On aimerait que traverse ici l'écureuil qui zèbre le jardin dans sa razzia d'octobre (les noisettes y sont toutes passées), voir s'enfouir sous les feuilles le hérisson menacé d'extinction, s'assurer qu'il passera l'hiver, un rêve d'arche de Noé, Mozart s'alanguit, c'est une autre mouvement, plus mélancolique, que reste-t-il du vivant? Le jardin frémit, juste un peu de vent, Palestine, Liban, atrocités sur les écrans, ce qui se passe est accablant, le jardin n'en peut mais, on a coupé Mozart, horrifiés on regarde jusqu'où la rage à l'horizon toujours renouvelé.

lundi 28 octobre 2024

Le temps nous manque

 Il ventait à la Torche, sur la pointe du Raz, sur la côte sauvage, on en était saisis, comme si rien ni jamais ne pourrait changer là, comme si l'écume jaune et blanche, comme si la stupeur du granit, la houle fracassée entre vert, bleu, gris et bronze, comme si le ciel, l'élémentaire orgie jouait d'un autre temps, qui ne pouvait être le nôtre. Et cependant la côte recule, les abers nous annoncent le destin des fleuves, on a empierré, c'est un peu vain, les bords de la plage où nous avons dormi derrière un un rideau théâtral, à Plougasnou où cinq surfeurs attendent inlassablement la vague de bonne période, question de rythme, affaire de temps. Le temps nous manque la dentelle blanche de l'éventail se déploie sur la grève brunie d'algues, laminaires arrachées des fonds par la marée, par la tempête, comme le furent les pins les cupressus qui protégeaient le jardin Georges Delasselle au bout de Batz -je nomme le jardin, pas la tempête. Le temps nous manque et cependant on a reconnu la Laïta, ses dix kilomètres ses restes d'abbaye dans une lumière inchangée un chêne beau comme un poème, jusqu'au Pouldu cet étrange estuaire dont la barre d'écume brille comme l'acier, brisant la douceur de l'anse.

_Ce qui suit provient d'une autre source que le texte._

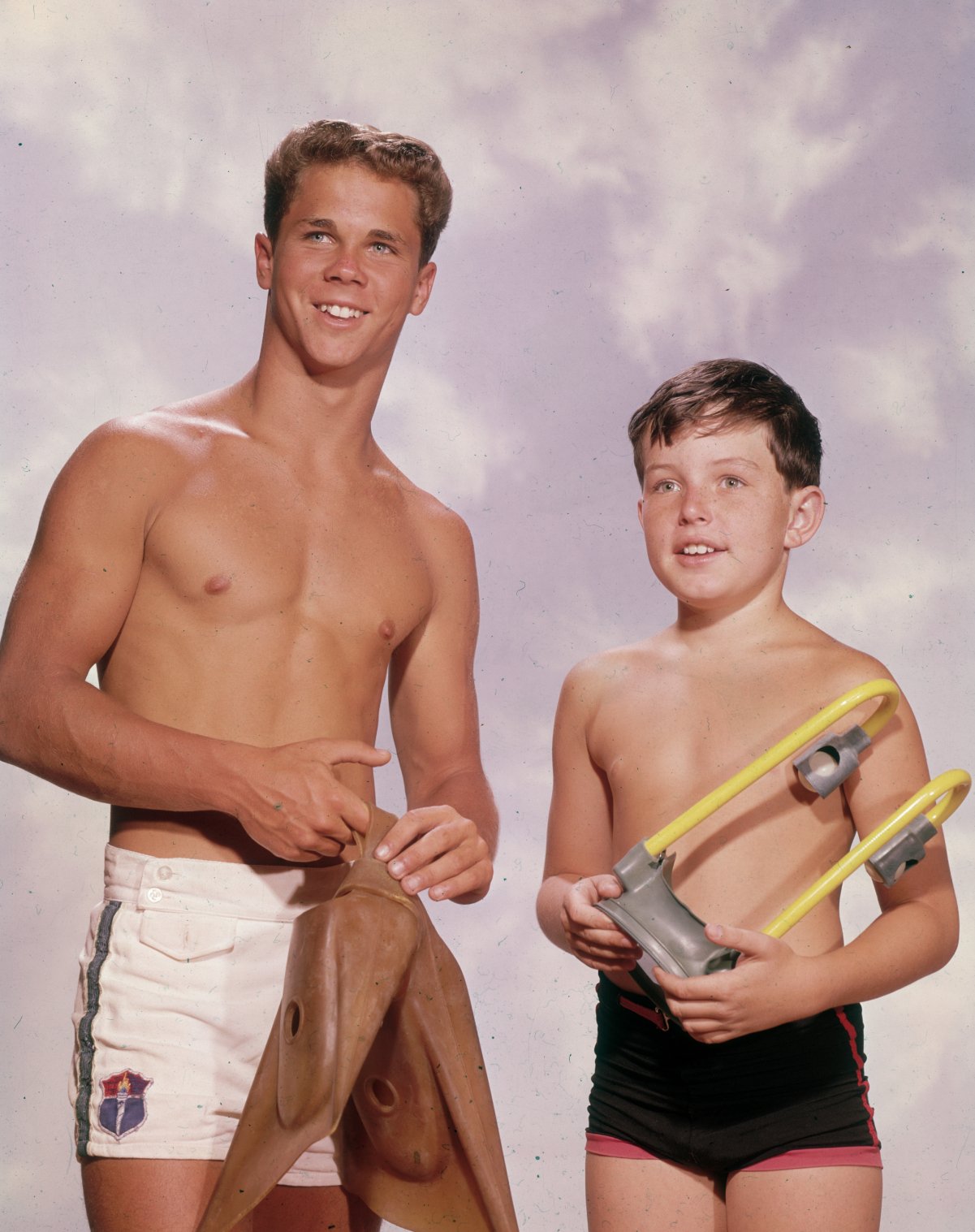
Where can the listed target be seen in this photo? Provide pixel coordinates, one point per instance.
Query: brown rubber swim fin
(376, 1045)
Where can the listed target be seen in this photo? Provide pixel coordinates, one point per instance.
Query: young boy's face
(718, 519)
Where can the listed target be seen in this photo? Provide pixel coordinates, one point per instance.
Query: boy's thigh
(805, 1200)
(170, 1195)
(644, 1195)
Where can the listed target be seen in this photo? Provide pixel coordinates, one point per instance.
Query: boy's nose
(343, 266)
(695, 507)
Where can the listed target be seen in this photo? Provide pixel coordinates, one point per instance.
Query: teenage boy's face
(718, 519)
(343, 273)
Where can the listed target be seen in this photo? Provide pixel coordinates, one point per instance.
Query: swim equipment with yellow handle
(669, 933)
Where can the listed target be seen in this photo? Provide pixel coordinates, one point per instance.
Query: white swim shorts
(181, 977)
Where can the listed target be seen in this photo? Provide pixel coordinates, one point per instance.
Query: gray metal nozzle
(903, 852)
(831, 760)
(669, 933)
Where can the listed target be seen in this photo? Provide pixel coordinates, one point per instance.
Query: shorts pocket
(185, 936)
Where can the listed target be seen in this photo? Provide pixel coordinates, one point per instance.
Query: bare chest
(244, 551)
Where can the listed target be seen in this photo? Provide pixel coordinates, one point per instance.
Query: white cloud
(438, 435)
(893, 388)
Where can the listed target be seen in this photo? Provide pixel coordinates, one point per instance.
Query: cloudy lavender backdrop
(638, 185)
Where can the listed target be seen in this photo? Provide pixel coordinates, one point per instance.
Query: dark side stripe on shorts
(85, 1039)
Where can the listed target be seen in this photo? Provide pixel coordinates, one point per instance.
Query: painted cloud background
(638, 185)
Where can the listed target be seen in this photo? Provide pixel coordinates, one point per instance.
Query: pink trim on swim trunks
(812, 1157)
(820, 1157)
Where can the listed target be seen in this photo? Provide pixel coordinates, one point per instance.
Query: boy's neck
(761, 621)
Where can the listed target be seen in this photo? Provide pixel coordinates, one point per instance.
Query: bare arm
(447, 839)
(915, 934)
(68, 609)
(579, 850)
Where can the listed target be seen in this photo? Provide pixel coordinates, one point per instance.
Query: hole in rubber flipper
(293, 1020)
(381, 1094)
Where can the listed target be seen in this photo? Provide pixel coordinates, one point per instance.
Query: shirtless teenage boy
(749, 1113)
(245, 568)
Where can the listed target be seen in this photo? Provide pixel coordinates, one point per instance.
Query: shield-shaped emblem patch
(122, 1109)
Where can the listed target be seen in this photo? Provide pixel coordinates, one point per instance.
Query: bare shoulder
(442, 533)
(836, 667)
(137, 460)
(153, 438)
(593, 681)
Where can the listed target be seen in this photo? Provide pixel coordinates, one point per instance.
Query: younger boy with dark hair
(749, 1109)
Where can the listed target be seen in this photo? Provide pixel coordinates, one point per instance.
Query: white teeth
(340, 311)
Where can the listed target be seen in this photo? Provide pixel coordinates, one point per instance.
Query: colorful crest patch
(122, 1109)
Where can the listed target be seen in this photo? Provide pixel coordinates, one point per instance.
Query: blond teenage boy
(749, 1110)
(248, 569)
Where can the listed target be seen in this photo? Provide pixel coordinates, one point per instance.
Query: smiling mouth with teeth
(340, 311)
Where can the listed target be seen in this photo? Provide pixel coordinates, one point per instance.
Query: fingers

On s'est arrêté là, c'est là qu'on reviendra, une autre fois, qu'on tâchera de retrouver.

mercredi 9 octobre 2024

Lachrimae

 Il pleut des cordes, des chats des chiens des seaux, ça tombe du ciel, pas la manne pas un fléau, rien que de l'eau, un mois de pluie en quelques heures, un déluge sans radeau, de quoi remplir la mare et la citerne enfouie, de quoi verser dans l'automne, ciel bas, feuilles déchues, chats dormant sur le bureau, où nous en sommes, chaleur du poêle, lampes de bureau, des airs de Dowland, goûter la mélancolie même, la Normandie sous ce vent là c'est campagne anglaise, on va faire siffler la bouilloire, boire un mug de thé noir, pas de scones, va pour une madeleine, la pluie ça nous va bien, on brûle le vieux saule pleureur, c'est un arbre léger qui fond sous la flamme, dont il ne reste rien après avoir brûlé.

jeudi 3 octobre 2024

Au dedans

 Je n'ai pas gardé les photos, ou si peu et par accident, et celles que j'ai conservées je ne les regarde jamais, il ne faut pas se retourner, on perd son âme en un coup de vent, on s'émeut de succédanés, d'oripeaux jaunis, couleurs d'un autre temps qui n'a jamais été celui qui s'offre à voir. C'est tuant de se retourner, il fallait les aimer vivants ceux qui nous manquent, sentir leur souffle sur la nuque, hallucinant, se détromper, ceux qu'on aima ne nous suivent pas, ceux qu'on aima sont au-dedans, vivent en nous sans peser et font comme si de rien n'était.